Mr. Secretary-General, Your Excellencies, Ladies, and Gentlemen:

It’s an honor to be here and to have the opportunity to connect with all of you today about this essential topic. I would like to thank the Secretary-General for his leadership in helping us transform the way we think about conflict and for guiding us toward a new model of peacebuilding where we shift our focus from stopping conflicts once they arise to preventing them before they begin. That, I believe, is the single most important change we can make if we want to create a world of enduring and sustainable peace for every man, woman, and child on this planet.

Our commitment to preventing conflict and armed violence is a promise that we will invest more in the world’s young people. Children and youth make up almost half of the global population. This means that young people are not only tomorrow’s leaders—they must also be today’s peacebuilders.

Through my work as a UNESCO Special Envoy, as an SDG Advocate, and with my foundation, the Whitaker Peace & Development Initiative, I have had the privilege of working with some extraordinary young women and men who live in parts of the world touched by conflict. Thanks to peace education and conflict-resolution training they’ve received, these youth have been empowered to make a real and significant difference in their cities and villages. Because of their efforts, their communities are safer, stronger, and more resilient.

I’ve seen a young man in South Sudan, abducted in the midst of war, return to his home to help guide others to safety, saving dozens of lives and dissuading young people from joining the fighting. I know a young woman in Tijuana, not even twenty-years-old, who’s taking care of two siblings by herself and still finds the time to run a training program for teenagers in a local prison, helping them find the courage in themselves they need to get back on their feet and avoid making the same mistakes. I’ve worked with child soldiers in Uganda, who returned from war shells of their previous selves—but thanks to the care and compassion they received at a special school for victims of Uganda’s civil war—have started a chain of small businesses and are providing jobs for vulnerable youth in their communities.

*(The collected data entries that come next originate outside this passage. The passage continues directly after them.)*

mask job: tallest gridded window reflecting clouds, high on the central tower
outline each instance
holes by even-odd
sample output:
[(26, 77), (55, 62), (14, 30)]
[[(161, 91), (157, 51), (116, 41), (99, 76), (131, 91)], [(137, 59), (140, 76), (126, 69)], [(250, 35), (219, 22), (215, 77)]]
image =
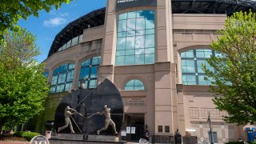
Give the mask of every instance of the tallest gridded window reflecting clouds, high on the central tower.
[(119, 14), (115, 65), (153, 64), (154, 41), (154, 10)]

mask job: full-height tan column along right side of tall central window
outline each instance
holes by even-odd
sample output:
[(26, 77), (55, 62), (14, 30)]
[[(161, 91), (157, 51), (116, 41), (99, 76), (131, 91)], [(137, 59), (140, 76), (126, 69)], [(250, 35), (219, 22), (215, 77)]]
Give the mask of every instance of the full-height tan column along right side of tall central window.
[[(171, 1), (158, 1), (156, 12), (155, 134), (174, 134), (178, 127), (176, 64), (174, 64)], [(161, 118), (161, 119), (159, 119)], [(158, 133), (162, 126), (162, 133)], [(165, 126), (170, 127), (166, 133)]]

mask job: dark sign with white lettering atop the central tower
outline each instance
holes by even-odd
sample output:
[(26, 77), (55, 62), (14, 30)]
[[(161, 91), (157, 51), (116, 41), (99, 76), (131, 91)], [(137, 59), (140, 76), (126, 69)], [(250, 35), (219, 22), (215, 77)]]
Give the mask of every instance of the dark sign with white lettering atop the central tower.
[(157, 0), (116, 0), (115, 10), (138, 6), (157, 6)]

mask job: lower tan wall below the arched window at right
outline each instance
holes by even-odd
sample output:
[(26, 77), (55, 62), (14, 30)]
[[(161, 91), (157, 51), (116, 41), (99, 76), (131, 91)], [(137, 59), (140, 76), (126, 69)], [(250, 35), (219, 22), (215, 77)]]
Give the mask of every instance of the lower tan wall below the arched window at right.
[(212, 130), (218, 134), (218, 143), (237, 141), (240, 137), (246, 138), (241, 133), (241, 127), (222, 120), (222, 115), (227, 115), (227, 113), (216, 109), (212, 101), (214, 95), (209, 92), (209, 86), (182, 86), (180, 90), (183, 93), (185, 128), (195, 130), (190, 131), (190, 134), (197, 136), (198, 142), (209, 141), (208, 112), (210, 112)]

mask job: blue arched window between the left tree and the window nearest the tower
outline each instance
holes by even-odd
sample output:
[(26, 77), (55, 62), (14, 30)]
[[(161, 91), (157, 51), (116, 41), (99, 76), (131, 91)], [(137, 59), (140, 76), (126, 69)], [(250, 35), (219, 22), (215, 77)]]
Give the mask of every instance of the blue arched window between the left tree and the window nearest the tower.
[(50, 93), (58, 93), (71, 89), (74, 78), (74, 64), (68, 63), (54, 70), (51, 79)]

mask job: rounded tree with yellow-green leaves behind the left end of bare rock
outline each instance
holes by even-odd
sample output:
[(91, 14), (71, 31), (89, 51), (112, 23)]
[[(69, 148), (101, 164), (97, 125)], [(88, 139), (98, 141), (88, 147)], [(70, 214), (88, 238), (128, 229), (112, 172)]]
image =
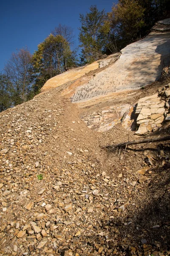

These are remarkable young women and men. And yet I think their courage is the rule, not the exception. I think their willingness to help others—their passion for peace—is a fundamental human desire that exists in all of us. There are currently 1.8 billion people on our planet between the ages of 10 and 24. Imagine what a tremendous force for good they would be if we invested as much time, energy, and money in their education and development as we do in fighting wars.

The stories I just told you about some of the young women and men I work with—you won’t read about those in the newspaper. The benefits of investing in conflict prevention are not always obvious, but in some ways, that is exactly the point. When we invest in peace education and conflict prevention, we empower millions of people to live lives of goodness, where they can contribute freely and productively to their local societies. This might not make headlines, but at the end of the day, it is what matters most.

Take it from me, these programs to engage ordinary citizens in building peace and transforming conflict can and do make an enormous difference in our world and in the lives of the people they touch.

You, in this room, are some of the most powerful and influential leaders in our world. With the decisions you make, you have the ability to change lives and build futures. I believe that you also have the skills to transform the attitudes and perspectives of people in your country and around the world. Collectively, you can make the financial investment in our youth and in our future that we need, and you can empower ordinary women, men, and children to see that they have the capacity to create change in their communities and around the world.

The fact that you’re here today tells me you care, and that you want to make a difference by joining the Secretary-General and other leaders on our mission to make conflict prevention a central part of our peacebuilding agenda. This is a good start, but we need to follow it up with tangible action. Because if we make a commitment in our future—if we empower tomorrow’s leaders and today’s peacebuilders—I believe they will transform the world in ways we never thought possible.

Thank you for all you do to help make that vision a reality.